La Befana arrives on her broomstick the night of January 5, bearing gifts for good children.
Illustration by Elf Moondance

January 6 marks the Feast of the Epiphany, recognized in Christianity as the arrival of the three magi, who brought gifts to baby Jesus. But across Italy, the morning is also celebrated for the appearance of presents from a benevolent witch called La Befana.  


To learn more about this Santa Claus-like character, I reached out to Alessandro Testa, an associate professor at the Faculty of Social Sciences, Charles University, Prague. Dr. Testa specializes in the history of religions, social anthropology, and the ethnology of Europe. He's also explored whether Christmas hides a deeper connection to ancient pagan traditions. We discussed La Befana's origins, how she is celebrated, the evolution of La Befana gift-giving, and what society can learn from Italy's beloved witch figure.

 

 

What are the origins of La Befana?

We know it is a figure that was quite likely already present in the Middle Ages, but the first sources date back to the 16th century or 17th century. We are not sure about its exact origins. Usually, these are syncretic figures made up of different symbolic elements from different traditions. We are not sure what these traditions might have been; they were probably pre-Christian rituals or ceremonies at the end of the year. Ultimately, La Befana is a hag. In Italian, we also use La Befana as a synonym for hag or crone, an old witch, or an ugly witch with some pejorative connotations.


We know the word Befana from the 16th century and that it was associated with this kind of figure, but we are not sure about the etymology. I see this similarity with the Epiphany as significant because, in Italian, Epifania, which is like the transliteration into Italian of the Greek word, is similar to Befana. This could be one of the possible origins of the name. But the truth is that there is no consensus on this. From the 19th century onwards, just like with many similar Christmas traditions, Santa Claus or the three kings, these customs crystallized and acquired their final form, which we still observe nowadays. We have this benevolent witch or benevolent witch-like figure who brings gifts and is kind to children, or at least to good children.
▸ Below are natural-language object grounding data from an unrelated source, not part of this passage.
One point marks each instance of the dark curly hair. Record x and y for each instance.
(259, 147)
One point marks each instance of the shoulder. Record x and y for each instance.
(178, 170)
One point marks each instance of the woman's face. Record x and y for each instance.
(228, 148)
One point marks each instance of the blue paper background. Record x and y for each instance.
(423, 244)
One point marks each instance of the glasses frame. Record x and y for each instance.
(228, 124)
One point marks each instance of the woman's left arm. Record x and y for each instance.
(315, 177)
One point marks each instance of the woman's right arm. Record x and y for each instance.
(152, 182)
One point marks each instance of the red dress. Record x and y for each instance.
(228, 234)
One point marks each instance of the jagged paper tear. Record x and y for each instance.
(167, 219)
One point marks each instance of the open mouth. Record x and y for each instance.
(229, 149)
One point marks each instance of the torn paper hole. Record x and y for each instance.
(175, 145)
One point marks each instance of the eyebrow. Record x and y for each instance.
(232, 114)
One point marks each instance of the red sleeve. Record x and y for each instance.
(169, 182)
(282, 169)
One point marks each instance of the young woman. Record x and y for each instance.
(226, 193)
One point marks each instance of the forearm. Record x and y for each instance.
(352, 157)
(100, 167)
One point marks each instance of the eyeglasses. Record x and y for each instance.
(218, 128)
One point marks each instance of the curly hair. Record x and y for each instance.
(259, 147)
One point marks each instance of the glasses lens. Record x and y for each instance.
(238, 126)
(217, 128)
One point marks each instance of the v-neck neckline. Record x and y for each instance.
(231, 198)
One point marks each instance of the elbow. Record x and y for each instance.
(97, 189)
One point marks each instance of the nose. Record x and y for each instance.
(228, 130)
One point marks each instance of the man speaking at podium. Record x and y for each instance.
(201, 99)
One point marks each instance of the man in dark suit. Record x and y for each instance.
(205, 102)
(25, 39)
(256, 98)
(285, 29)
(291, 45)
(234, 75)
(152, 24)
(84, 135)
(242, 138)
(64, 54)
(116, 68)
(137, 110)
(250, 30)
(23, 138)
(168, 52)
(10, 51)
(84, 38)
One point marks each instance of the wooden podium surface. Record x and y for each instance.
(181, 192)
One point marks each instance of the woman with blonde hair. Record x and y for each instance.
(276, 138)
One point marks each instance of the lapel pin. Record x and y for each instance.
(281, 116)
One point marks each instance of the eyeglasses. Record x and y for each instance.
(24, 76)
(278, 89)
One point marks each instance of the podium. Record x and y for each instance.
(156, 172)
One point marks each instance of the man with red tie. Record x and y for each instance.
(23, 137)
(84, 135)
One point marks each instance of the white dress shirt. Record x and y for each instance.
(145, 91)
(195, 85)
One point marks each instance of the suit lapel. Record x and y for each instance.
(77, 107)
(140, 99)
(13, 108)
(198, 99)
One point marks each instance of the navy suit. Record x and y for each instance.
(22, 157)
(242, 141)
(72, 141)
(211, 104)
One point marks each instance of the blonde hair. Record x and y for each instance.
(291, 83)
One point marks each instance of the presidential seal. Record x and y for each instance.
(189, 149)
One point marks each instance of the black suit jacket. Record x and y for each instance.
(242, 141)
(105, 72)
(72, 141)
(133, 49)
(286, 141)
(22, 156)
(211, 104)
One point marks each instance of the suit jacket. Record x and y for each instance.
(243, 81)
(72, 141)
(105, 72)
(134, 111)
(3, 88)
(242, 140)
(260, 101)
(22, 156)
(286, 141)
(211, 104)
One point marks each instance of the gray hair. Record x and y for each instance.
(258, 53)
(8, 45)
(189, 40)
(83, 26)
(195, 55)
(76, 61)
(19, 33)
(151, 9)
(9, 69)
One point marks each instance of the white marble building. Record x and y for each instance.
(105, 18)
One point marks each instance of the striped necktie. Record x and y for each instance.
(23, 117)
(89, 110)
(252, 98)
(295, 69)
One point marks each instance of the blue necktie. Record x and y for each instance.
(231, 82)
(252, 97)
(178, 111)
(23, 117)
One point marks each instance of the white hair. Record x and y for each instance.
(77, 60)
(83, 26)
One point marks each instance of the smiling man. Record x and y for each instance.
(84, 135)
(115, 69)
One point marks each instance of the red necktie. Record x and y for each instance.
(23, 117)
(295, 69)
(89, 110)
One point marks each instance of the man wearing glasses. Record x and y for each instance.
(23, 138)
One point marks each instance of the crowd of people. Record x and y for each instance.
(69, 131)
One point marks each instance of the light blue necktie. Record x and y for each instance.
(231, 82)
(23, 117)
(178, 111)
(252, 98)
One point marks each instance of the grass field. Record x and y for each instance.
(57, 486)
She leaves the gifts in socks or by the fireplace at night and, as many traditions want it, flies around on a broomstick.

 

Tell us more about how La Befana's arrival is celebrated.
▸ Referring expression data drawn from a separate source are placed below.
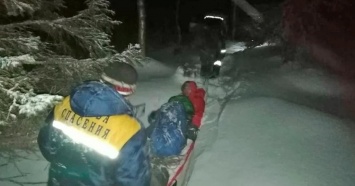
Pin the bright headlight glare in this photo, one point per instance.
(214, 17)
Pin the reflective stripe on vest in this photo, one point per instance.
(106, 135)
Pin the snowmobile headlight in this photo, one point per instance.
(217, 63)
(213, 17)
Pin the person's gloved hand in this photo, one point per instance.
(152, 117)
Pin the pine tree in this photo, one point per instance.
(61, 49)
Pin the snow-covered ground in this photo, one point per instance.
(276, 133)
(265, 126)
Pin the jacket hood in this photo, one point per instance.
(195, 91)
(200, 92)
(93, 99)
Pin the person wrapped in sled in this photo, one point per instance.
(92, 138)
(176, 121)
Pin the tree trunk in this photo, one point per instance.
(142, 26)
(249, 9)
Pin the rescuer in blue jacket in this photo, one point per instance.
(92, 138)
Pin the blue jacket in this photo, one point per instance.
(74, 164)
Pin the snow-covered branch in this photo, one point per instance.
(249, 9)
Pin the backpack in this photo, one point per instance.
(168, 136)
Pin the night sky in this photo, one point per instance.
(161, 16)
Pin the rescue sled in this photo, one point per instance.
(180, 173)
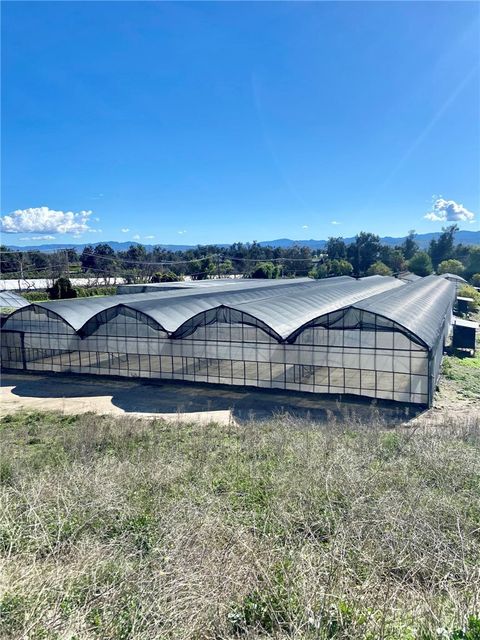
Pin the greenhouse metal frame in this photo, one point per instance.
(378, 337)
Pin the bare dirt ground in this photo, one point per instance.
(180, 402)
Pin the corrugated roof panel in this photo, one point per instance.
(420, 306)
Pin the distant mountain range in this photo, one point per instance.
(423, 240)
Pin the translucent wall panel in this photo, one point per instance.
(359, 360)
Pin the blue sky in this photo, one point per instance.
(190, 123)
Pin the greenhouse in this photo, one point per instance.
(377, 337)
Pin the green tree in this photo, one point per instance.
(265, 270)
(9, 260)
(467, 291)
(392, 257)
(451, 266)
(472, 264)
(320, 271)
(339, 268)
(379, 268)
(61, 290)
(336, 249)
(421, 264)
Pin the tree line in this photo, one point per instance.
(366, 255)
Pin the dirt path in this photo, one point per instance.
(177, 401)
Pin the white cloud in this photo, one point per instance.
(449, 211)
(43, 219)
(39, 238)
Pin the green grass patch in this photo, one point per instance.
(122, 528)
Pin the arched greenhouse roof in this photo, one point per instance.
(281, 307)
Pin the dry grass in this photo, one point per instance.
(115, 528)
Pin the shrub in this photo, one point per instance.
(35, 296)
(61, 289)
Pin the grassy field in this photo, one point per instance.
(115, 528)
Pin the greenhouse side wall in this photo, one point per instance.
(369, 362)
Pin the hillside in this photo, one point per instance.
(423, 240)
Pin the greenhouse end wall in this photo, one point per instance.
(340, 353)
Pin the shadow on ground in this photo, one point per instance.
(243, 403)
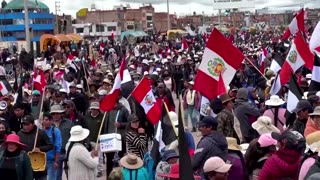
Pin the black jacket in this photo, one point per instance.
(214, 144)
(43, 141)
In Italy, every region, every town, and every village has its own traditions concerning La Befana. Normally, the night before the Epiphany, on the 5th of January, some mumming or dances occur, or a bonfire is lit. Very often, during the bonfire, a puppet is burned, representing the old year, which dies out and has to be burned. And in this respect, it is a typical winter festivity. If we consider other winter festivities such as Saint Lucy with the lights and the candles, Carnevale, Christmas traditions, or end-of-the-year traditions, they're very often associated with this dismissal of the old, of what must be forgotten, destroyed, or put aside, so that the new can come again, cyclically. And in this respect, the burning of the Befana puppet is very typical. These fire/light traditions are very common in this period of the year. So, there's also this seasonal, obvious association with the fact of burning what is old during the darkest period of the year when you need warmth and light, which the fire provides. These elements come together, but the burning doesn't happen everywhere in Italy.

 

What is truly widespread in Italy is the gift-bringing for sure and the fact that there is a witch who is poor and wears rags and broken shoes. There is this element of Christian moralization that probably occurred sometime during the 18th or 19th century in which the good children are rewarded, and the bad children are not, just like Santa Claus or Krampus and many other similar traditions. The bad child gets coal or garlic, and the good child gets a gift.

What kinds of gifts are given?

That's very regional. It has changed in time because of the different availability and level of wealth or prosperity. It was usually fruits or dried fruits, something that could be kept, that could be eaten. That was useful. Then sweets started to appear later. But even more recent are toys, books, and clothing. I received when I was 10 a copy of Lord of the Rings. You could see this small sock bulging in the shape of the book. Nowadays, La Befana is just a sort of duplicate of Santa Claus.

 

What can society learn from the story of La Befana?

What is interesting about La Befana is that she is kind of a made-up figure who emerged at some point literally from nowhere. There's no story behind her or myth, as is the case with Santa Claus. But, of course, there's been a process of interpretation or overinterpretation perhaps of the figure. And now she is considered a very positive figure in spite of her appearance. There is a sort of moralizing discourse that wants it that the Befana, in spite of looking like a witch, is actually a benevolent figure, not malevolent. The lesson to be learned being: Never judge a book from its cover!

 

On the 5th or 6th of January, you have—in the big cities especially—people dressing up as La Befana and acting as La Befana would with the kids. So, another moral to take away is respect for diversity. This is yet another value or meaning of La Befana today.